On 10 September, Ms Harris will once again take to the debate stage. But this time, having gone one step further than 2020 by becoming the Democratic candidate for president, she will face Trump in a showdown that poses the toughest challenge of her campaign so far.
Debates have played a major role in Ms Harris’s political career, from her run for California attorney general to her ascent to the vice-presidency. In watching four of her key debates back, it is clear that Ms Harris knows when to seize the spotlight, but also when to stand by as a rival administers a self-inflicted blow.
Ms Harris will be hoping to utilise these instincts against the notoriously combative Trump. Her campaign will also want to dispel longstanding concerns about her political messaging skills that began with her failed run for the White House in 2020, and were only heightened by her fumbling some interviews in recent years.
There is no room for error given how these events are defined by viral clips, so it is just as important for the Harris campaign that she avoids stumbling as it is for her to land a highlight-reel blow.
“She needs to hold her own,” said Aimee Allison, founder of She The People, an organisation that supports women of colour in politics. “And she needs to communicate on the debate stage what she’s fighting for.”
In her earliest debate appearances, Ms Harris found success by letting her opponents dismantle themselves.
In a 2010 debate for the position of California attorney general, moderators asked Ms Harris and her Republican opponent Steve Cooley about a controversial practice known as double-dipping, which allows a public official to draw from their government salary as well as a pension.
“Do you plan to double-dip by taking both a pension and your salary as attorney general?” a moderator asked the candidates.
“Yes, I do,” Mr Cooley replied. “I earned it.”
For a while, Ms Harris said nothing as he defended his position.
“Go for it, Steve,” she eventually retorted. “You earned it!”
Ms Harris’s campaign swifty cut the moment into an advertisement they used to hammer Mr Cooley as out of touch.

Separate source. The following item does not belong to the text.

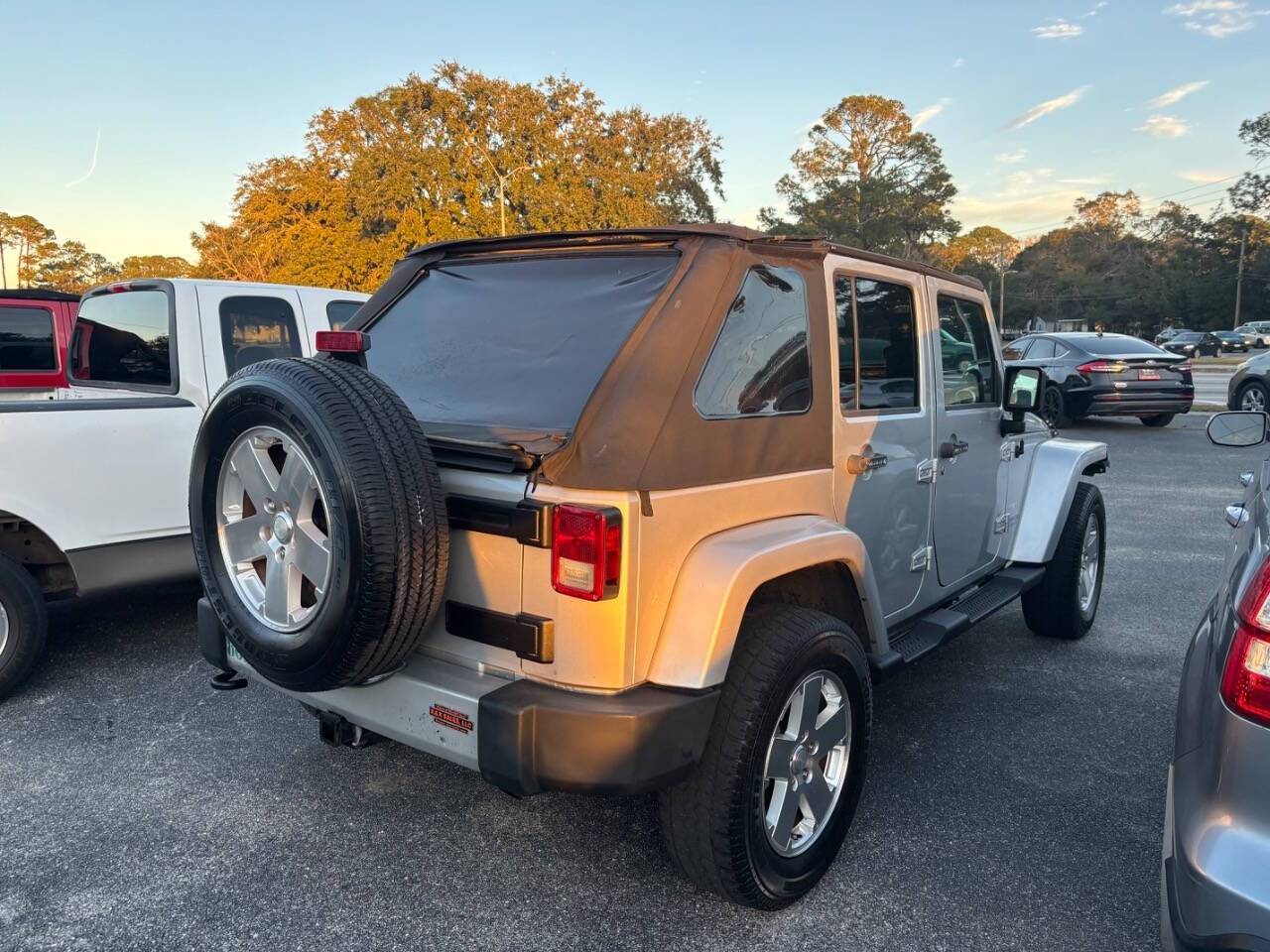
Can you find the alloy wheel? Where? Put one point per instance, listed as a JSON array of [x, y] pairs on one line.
[[272, 522], [806, 769]]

She won the election by a razor-thin margin.
And during a 2016 debate for a California US Senate seat, Ms Harris’s opponent inexplicably punctuated her closing statement with a dab – a dance move that was popular at the time.
Ms Harris, who looked taken aback, waited a few beats before quipping: “So, there’s a clear difference between the candidates in this race.”
Voters again backed Ms Harris.
Both examples demonstrate Ms Harris’s eye for opportunity on the debate stage, as well as a sense for knowing when it is best to step back. “I think she is someone who uses silence incredibly well,” said Maya Rupert, a Democratic strategist who worked on Julián Castro and Elizabeth Warren’s 2020 presidential campaigns.
As she entered the national stage, Ms Harris proved adept at claiming the floor for herself, even amid a crowded field. One of her tried-and-tested tactics involves openly declaring her intention to speak, compelling her opponents – and the audience – to listen.
The 2020 vice-presidential debate is remembered primarily for one line she directed at Mike Pence as he began to interrupt: “Mr Vice-President, I’m speaking.”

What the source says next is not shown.